Audit of EU Assistance Programs in Albania Critical about Performance

Audit of EU Assistance Programs in Albania Critical about Performance

According to a 2016 report drafted by the European Court of Auditors (ECA), which was recently discussed the Budgetary Control Committee of the European Parliament, many of the pre-accession assistance programs for the strengthening of the administrative capacity in Albania have been below par.

The projects, implemented by the European Commission in Albania between 2007–2013 include well-known projects such as the PAMECA and EURALIUS missions, as well as the construction of a new prison in Fier. The 15 audited projects represent a total investment of about €33.5 million.

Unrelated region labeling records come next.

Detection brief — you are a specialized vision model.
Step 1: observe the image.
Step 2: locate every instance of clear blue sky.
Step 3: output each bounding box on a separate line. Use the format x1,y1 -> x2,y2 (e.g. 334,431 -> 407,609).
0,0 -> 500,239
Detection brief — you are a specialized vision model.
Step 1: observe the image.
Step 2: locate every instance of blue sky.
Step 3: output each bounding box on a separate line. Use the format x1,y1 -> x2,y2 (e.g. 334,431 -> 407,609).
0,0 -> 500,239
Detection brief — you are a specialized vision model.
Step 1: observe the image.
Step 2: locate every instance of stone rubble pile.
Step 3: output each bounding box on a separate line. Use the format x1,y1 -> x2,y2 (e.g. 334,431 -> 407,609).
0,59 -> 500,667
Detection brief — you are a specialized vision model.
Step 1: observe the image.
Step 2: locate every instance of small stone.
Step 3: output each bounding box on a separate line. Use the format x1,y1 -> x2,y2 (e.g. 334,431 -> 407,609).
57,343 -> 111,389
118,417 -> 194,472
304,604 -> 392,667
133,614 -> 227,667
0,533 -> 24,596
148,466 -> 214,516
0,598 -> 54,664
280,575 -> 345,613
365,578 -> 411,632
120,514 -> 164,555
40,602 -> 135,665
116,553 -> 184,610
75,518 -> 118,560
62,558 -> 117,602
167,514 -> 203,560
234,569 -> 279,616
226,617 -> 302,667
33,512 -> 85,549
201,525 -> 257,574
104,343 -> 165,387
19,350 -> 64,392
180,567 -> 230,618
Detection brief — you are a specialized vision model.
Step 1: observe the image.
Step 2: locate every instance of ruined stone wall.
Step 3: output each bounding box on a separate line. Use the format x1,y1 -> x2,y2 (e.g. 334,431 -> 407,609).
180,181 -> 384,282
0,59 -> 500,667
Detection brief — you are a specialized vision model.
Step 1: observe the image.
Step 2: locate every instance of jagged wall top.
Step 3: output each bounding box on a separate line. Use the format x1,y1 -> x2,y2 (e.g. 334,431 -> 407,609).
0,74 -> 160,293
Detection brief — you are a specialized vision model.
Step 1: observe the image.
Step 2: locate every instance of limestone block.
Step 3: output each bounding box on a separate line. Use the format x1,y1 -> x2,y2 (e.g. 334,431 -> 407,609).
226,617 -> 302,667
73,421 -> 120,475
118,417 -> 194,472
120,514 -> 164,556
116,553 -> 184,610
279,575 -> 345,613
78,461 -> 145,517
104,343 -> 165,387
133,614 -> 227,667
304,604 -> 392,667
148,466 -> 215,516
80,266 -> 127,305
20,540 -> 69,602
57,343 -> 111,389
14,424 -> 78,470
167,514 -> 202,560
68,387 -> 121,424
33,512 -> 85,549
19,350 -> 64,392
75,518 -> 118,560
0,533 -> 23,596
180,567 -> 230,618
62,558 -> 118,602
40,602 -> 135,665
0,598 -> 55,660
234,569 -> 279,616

The ECA concludes that the “Commission did not systematically apply strict conditions,” leading, for example, to a derailment of the Tirana Justice Palace project:

For seven out of the 15 projects audited, the Commission did not set strict conditions at the contracting stage and prior to effecting payments. This was not only the case for projects featuring complex objectives (such as strengthening anti-corruption measures), but also those aiming at relatively straightforward results, like the Tirana Justice Palace project […]. For this project, the necessary permits were not in place and alleged land ownership irregularities caused further difficulties. After negotiating with the Ministry of Justice for 4.5 years, the Commission cancelled the project and reallocated part of the funding to measures that were not related to the rule of law sector.

Furthermore, donor coordination in Albania between the EU and other donor has been completely “ineffective”:

We examined the donor activities of the Department for Development Programming, Financing and Foreign Aid. It did not have a clear organisational structure, was understaffed and did not run a donor database.

Finally, the anticorruption projects implemented in Albania failed to deliver any result:

The purpose of the ‘Project against corruption in Albania’ was to support the Albanian government in implementing its anti-corruption strategy (2007-2013). Not only did it fail to deliver on measurable targets, but its sustainability was also affected by the fact that the national anti-corruption coordinator was not independent and coordinated policies at national and local level without adequate budget or staff.